One of my favorite things to cook, especially during the winter time, is chili. You have a few base ingredients but you can get away with throwing a bunch of shit together and having it consistently taste good if you sort of what you’re doing. My chili is different each time I make it, so I thought I would post my current recipe and then take a Life of Pablo style approach. If you’re not a Kanye fan and have no idea what that means, I will be changing this post after it is completed as I come up with better ideas and modify the recipe. It’s a genius thing.
I don’t like to just post a recipe and say HERE YOU GO! This is more of a roadmap on how to complete the base chili recipe that I use but ways to make it better or more to your style. I believe most recipes should not be followed 100% because it’s more fun and you learn more about flavors and seasonings by experimenting.. so by all means, take my recipe and do what you want.
The base to any good chili is going to be meat and some sort of tomato. I know, I know, white bean chicken chili is delicious but I would classify that as a variation of tortilla soup and not a chili. I always use ground chuck, as it becomes the most tender out of all the meats I’ve used and if you’re just throwing together a pot of chili at home there’s not much sense in going big on the meat. You can use sirloin or a cut with a lower fat percentage but I think you’ll just be spending more money with weaker results. I do use ground beef but feel free to use cubes or whatever consistency you like. I would still stick to chuck, even if you are going the chunky route.
I use canned tomatoes. I know there’s a lot of people out there who use the fresh kind but I’m just trying to make chili here. There are other fresh ingredients in here so I’m not feeling too bad about using some canned vegetables. Feel free to crush and chop your tomatoes, I’ll be over here using the canned kind.
Chop up literally whatever you want to throw into the chili. Like I said before, it’s extremely difficult to mess up chili. Use whatever peppers, vegetables and spices you want. Hell, throw in potatoes if you really want to. Currently I’m using onion, garlic, jalapeno pepper, poblano pepper, habanero pepper and celery. I only season with salt, pepper, good chili powder, bay leaf and some cumin.
I would like to throw this out there — don’t use dollar store chili powder. You can go a little cheap on the beef but spend a couple of extra dollars or if you’re really feeling crazy, make your own chili powder. Pretty much any grocery store carries dried chilis which only need to make a trip to your blender for a minute or two to become chili powder. That value brand chili powder will absolutely destroy your chili.
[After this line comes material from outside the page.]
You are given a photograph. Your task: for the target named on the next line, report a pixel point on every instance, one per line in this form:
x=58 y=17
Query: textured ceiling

Finally, I use corn flour in my chili to give it a little bit of that corn aftertaste. I had previously used actual corn kernels in here but found that the masa adds a more subtle taste and thickens the chili to your liking after the cooking process.
- 2lbs of ground chuck
- Half an onion
- One head of garlic. Yes, use the whole thing, unless you don’t like garlic. If you don’t like garlic, please close this site and never return.
- One jalapeno pepper
- One poblano pepper
- One habanero (remove seeds for less spice)
- One stick of celery
- Salt and pepper to taste
- Chili powder to taste – Usually 3 tablespoons
- 2 tsp cumin
- 1 dried bay leaf
- 1 can of crushed tomatoes
- 1 can of rotel diced tomatoes
- 1/4 cup of masa harina (corn flour)
- Cup and a half of beef stock
- 2 15oz cans of beans – Whichever you like
Step One: Brown your beef and make sure to remove some of the fat but not ALL of the fat. Fat is flavor but you dont want a ton of it in here. It will make the chili bland.
Step Two: Remove the beef and add in your garlic, jalapeno, poblano, habanero and celery to the remaining beef fat in the same pan. Add a little bit of oil if needed. Sweat all of these ingredients for a few minutes but do not brown.
Step Three: Add your beef to the veggie mixture and allow them all to become friends for a few minutes. Then add your tomatoes and beef stock. If you like a really beefy flavor you can use more beef stock but it will need more time to reduce. Add your chili powder, bay leaf and cumin as well.
Step Four: Let it simmer on medium for two hours. At the two hour point, your ground chuck should become one with the other ingredients and all of the flavors should be melded together. It is at this point that you want to stir your masa harina in with about a half cup of beef stock in a separate cup until it becomes a paste. Then add that into your chili and stir together
Step Five: Add your beans and cook for ten minutes.
THAT’S IT! You now have delicious chili that hopefully you modified a bit from my recipe and personalized it to your liking.